The use of in vitro technologies coupled with high resolution accurate mass LC-MS for studying drug metabolism in equine drug surveillance.
Abstract: The detection of drug abuse in horseracing often requires knowledge of drug metabolism, especially if urine is the matrix of choice. In this study, equine liver/lung microsomes/S9 tissue fractions were used to study the phase I metabolism of eight drugs of relevance to equine drug surveillance (acepromazine, azaperone, celecoxib, fentanyl, fluphenazine, mepivacaine, methylphenidate and tripelennamine). In vitro samples were analyzed qualitatively alongside samples originating from in vivo administrations using LC-MS on a high resolution accurate mass Thermo Orbitrap Discovery instrument and by LC-MS/MS on an Applied Biosystems Sciex 5500 Q Trap.Using high resolution accurate mass full-scan analysis on the Orbitrap, the in vitro systems were found to generate at least the two most abundant phase I metabolites observed in vitro for all eight drugs studied. In the majority of cases, in vitro experiments were also able to generate the minor in vivo metabolites and sometimes metabolites that were only observed in vitro. More detailed analyses of fentanyl incubates using LC-MS/MS showed that it was possible to generate good quality spectra from the metabolites generated in vitro.
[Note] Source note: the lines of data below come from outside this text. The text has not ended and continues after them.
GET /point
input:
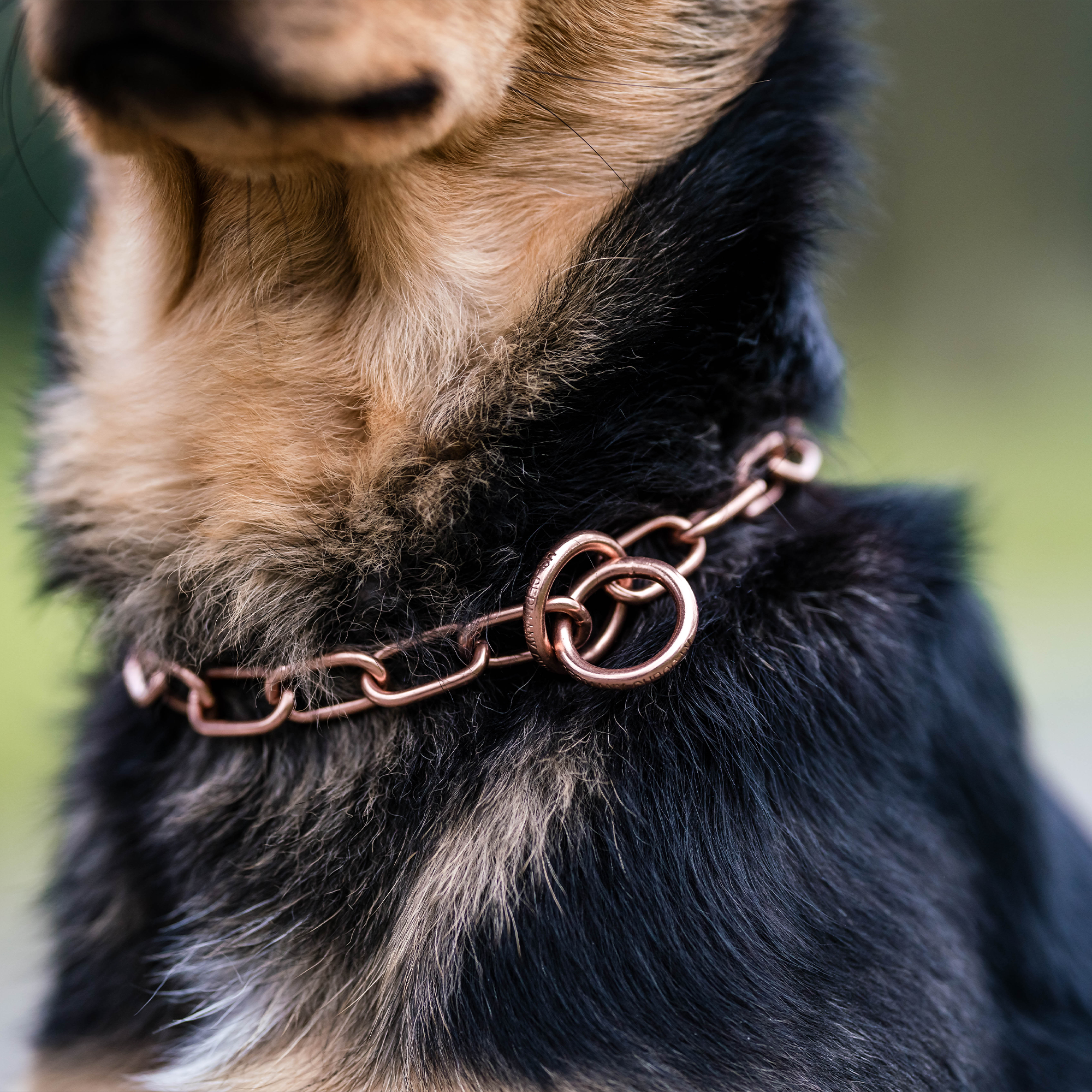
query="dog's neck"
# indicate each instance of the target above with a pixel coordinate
(283, 373)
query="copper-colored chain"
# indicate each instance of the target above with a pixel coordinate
(569, 648)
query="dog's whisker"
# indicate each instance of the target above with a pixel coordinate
(9, 97)
(284, 224)
(25, 143)
(554, 114)
(251, 269)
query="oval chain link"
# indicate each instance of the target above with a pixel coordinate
(569, 647)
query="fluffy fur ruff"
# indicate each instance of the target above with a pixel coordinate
(811, 858)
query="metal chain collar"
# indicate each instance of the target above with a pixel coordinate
(569, 648)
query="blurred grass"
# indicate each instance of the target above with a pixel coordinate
(44, 644)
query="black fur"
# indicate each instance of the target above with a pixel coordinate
(811, 858)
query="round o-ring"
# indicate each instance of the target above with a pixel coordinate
(536, 604)
(623, 679)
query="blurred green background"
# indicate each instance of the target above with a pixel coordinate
(965, 307)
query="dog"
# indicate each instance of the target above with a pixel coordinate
(367, 306)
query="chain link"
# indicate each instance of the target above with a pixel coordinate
(568, 647)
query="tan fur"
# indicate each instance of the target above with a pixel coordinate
(87, 1070)
(263, 338)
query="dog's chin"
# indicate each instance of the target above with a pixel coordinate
(246, 140)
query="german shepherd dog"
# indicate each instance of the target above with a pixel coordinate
(371, 303)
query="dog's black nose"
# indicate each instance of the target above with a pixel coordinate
(176, 57)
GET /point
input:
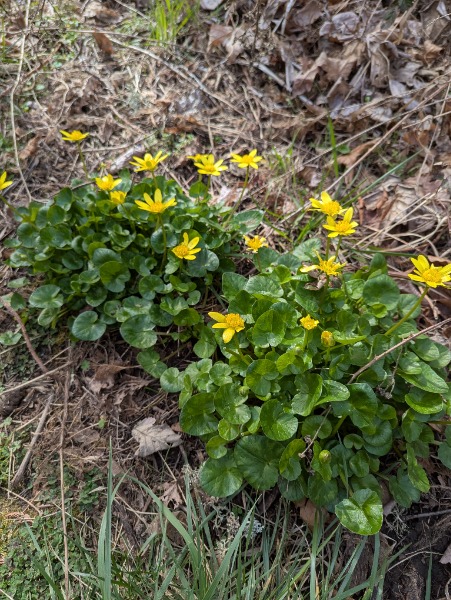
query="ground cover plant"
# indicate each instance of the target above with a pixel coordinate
(348, 98)
(136, 255)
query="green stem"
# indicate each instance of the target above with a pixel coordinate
(338, 248)
(82, 158)
(327, 247)
(160, 221)
(235, 207)
(338, 425)
(3, 199)
(411, 311)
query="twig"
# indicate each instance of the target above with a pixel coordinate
(24, 464)
(180, 72)
(11, 103)
(30, 381)
(19, 321)
(63, 497)
(398, 345)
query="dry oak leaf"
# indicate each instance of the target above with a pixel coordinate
(154, 438)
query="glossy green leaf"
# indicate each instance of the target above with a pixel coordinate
(87, 326)
(362, 513)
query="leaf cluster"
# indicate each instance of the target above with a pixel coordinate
(113, 265)
(284, 409)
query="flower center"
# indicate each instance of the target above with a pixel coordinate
(234, 321)
(331, 208)
(433, 275)
(182, 250)
(157, 207)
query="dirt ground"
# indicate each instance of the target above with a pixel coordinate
(353, 96)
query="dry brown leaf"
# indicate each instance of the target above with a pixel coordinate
(104, 377)
(350, 159)
(30, 149)
(210, 4)
(154, 438)
(103, 42)
(299, 19)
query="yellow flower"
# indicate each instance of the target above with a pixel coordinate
(3, 183)
(327, 338)
(187, 249)
(117, 197)
(148, 163)
(231, 323)
(247, 160)
(308, 323)
(196, 157)
(254, 244)
(329, 267)
(156, 206)
(107, 182)
(345, 227)
(429, 274)
(326, 205)
(206, 165)
(73, 136)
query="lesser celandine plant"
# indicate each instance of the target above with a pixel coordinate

These data support the suggestion of using in vitro incubates as metabolite reference material in place of in vivo post-administration samples in accordance with new qualitative identification guidelines in the 2009 International Laboratory Accreditation Cooperation-G7 (ILAC-G7) document.In summary, the in vitro and in vivo phase I metabolism results reported herein compare well and demonstrate the potential of in vitro studies to compliment, refine and reduce the existing equine in vivo paradigm.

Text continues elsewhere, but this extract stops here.